La Ferté-sous-Jouarre (dpa) - Nach der Chaos-Etappe von Meaux bekam Alessandro Petacchi den Ritterschlag. «Er ist der kommende große Mann des Sprints», sagte Erik Zabel, der sich im Ziel der 1. Etappe der 90. Tour de France, die durch einen Massensturz 450 m vor dem Ziel in Meaux erschüttert wurde, mit Rang 3 hinter Petacchi und Robbie McEwen (Australien) zufrieden gab.

Dabei musste der 29-jährige Italiener, der den ersten Tour-Etappensieg seiner Karriere feierte, erst zu seinem Glück in Frankreich überredet werden. «Eigentlich wollte ich nach meinen sechs Siegen beim Giro d'Italia und dem Sturz in Bolzano gar nicht kommen», sagte Petacchi, der den erneut nicht startberechtigten Weltmeister Mario Cipollini mehr als bestens vertritt.

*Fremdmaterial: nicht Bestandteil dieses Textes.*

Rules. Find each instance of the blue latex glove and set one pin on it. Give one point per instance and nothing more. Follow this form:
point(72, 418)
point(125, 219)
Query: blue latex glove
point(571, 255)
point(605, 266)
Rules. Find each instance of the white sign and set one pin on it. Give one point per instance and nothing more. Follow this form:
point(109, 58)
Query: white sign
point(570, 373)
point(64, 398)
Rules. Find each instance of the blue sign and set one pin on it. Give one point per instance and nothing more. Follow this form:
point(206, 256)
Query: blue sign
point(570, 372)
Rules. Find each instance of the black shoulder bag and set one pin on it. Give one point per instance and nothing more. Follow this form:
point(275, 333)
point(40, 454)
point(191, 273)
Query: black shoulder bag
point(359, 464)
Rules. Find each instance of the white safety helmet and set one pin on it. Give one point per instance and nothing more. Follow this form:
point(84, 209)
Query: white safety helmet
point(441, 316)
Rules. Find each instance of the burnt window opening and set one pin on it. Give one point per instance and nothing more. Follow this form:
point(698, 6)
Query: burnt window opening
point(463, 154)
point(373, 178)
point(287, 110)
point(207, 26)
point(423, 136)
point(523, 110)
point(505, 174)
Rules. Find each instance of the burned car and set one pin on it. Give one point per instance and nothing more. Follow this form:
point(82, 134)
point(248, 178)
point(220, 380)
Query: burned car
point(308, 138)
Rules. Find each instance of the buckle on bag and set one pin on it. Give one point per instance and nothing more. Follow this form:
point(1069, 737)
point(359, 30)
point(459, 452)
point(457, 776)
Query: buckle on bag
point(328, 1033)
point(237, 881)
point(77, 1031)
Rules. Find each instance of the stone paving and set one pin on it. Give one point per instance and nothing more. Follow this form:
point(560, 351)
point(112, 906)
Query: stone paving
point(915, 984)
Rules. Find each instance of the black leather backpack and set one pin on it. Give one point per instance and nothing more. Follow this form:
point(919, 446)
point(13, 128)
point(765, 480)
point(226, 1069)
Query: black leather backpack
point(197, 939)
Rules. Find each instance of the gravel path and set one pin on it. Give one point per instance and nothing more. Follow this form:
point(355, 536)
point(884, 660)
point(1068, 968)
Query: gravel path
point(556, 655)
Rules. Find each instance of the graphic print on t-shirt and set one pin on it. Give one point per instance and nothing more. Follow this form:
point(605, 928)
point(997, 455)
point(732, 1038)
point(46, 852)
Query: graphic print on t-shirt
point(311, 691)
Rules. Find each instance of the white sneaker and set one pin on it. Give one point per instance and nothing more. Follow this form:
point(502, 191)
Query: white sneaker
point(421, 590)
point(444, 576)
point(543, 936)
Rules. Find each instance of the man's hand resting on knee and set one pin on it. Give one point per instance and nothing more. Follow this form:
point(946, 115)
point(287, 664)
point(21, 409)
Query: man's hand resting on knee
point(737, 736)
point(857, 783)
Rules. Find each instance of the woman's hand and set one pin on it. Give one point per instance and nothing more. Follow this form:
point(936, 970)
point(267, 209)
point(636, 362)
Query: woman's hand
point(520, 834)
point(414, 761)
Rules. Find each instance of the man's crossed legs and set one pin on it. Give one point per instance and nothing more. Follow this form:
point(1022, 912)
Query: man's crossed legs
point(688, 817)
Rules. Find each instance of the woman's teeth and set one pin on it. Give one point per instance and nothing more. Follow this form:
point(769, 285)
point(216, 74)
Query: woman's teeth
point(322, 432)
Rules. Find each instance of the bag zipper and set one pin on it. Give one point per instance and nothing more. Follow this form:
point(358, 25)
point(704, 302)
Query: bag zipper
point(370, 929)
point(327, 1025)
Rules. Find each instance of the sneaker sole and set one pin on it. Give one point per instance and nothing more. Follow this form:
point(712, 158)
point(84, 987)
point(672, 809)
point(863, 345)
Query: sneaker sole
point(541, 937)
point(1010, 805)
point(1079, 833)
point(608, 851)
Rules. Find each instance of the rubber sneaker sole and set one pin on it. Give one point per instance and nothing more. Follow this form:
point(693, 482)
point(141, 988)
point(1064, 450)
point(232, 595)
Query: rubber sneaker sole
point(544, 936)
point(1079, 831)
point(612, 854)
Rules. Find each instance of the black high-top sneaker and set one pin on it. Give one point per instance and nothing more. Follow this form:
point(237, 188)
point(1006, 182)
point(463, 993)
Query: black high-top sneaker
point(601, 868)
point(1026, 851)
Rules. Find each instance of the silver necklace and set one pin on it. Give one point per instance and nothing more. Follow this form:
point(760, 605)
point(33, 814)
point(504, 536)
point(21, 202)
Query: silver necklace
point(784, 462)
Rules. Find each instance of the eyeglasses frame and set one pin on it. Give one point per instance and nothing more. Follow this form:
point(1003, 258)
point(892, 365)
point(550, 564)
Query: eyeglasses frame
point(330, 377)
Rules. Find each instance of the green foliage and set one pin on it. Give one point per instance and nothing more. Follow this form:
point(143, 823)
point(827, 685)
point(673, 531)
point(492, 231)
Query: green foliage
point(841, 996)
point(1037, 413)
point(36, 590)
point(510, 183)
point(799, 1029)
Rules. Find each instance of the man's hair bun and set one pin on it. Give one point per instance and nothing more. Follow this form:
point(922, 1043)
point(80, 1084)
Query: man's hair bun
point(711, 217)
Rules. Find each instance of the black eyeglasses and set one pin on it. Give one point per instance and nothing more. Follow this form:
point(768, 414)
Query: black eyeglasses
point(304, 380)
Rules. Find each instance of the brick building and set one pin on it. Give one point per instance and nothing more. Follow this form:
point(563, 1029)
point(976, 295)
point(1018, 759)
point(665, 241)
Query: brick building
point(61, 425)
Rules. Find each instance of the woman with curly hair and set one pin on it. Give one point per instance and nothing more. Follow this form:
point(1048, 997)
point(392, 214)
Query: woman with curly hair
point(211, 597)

Von der Tragödie in seinem Rücken bekam der hünenhafte Fassa Bortolo-Fahrer nichts mit. Hinter ihm wirbelten die Fahrer durch die Luft. Der spanische Bergspezialist Enrique Gutierrez war aus seinen Pedalen gerutscht und hatte den Massensturz ausgelöst. Die Liste der Verletzen war hinterher fast so umfangreich wie das Klassement: Für den Mitfavoriten Tyler Hamilton (USA) schien die Tour mit einem zweifach gebrochenen Schlüsselbein ebenso beendet wie für seinen Landsmann, den Vorjahres-Achten Levi Leipheimer. Hamilton, im Vorjahr mit angebrochener Schulter Giro-Zweiter und in diesem Frühjahr Gewinner von Lüttich-Bastogne-Lüttich und der Tour de Romandie, stieg aber dennoch aufs Rad. «Er ist ein Kämpfer. Er will es versuchen, so lange es geht bei den unglaublichen Schmerzen», sagte sein Teamchef Bjarne Riis am Start in La Ferté-sous-Jouarre.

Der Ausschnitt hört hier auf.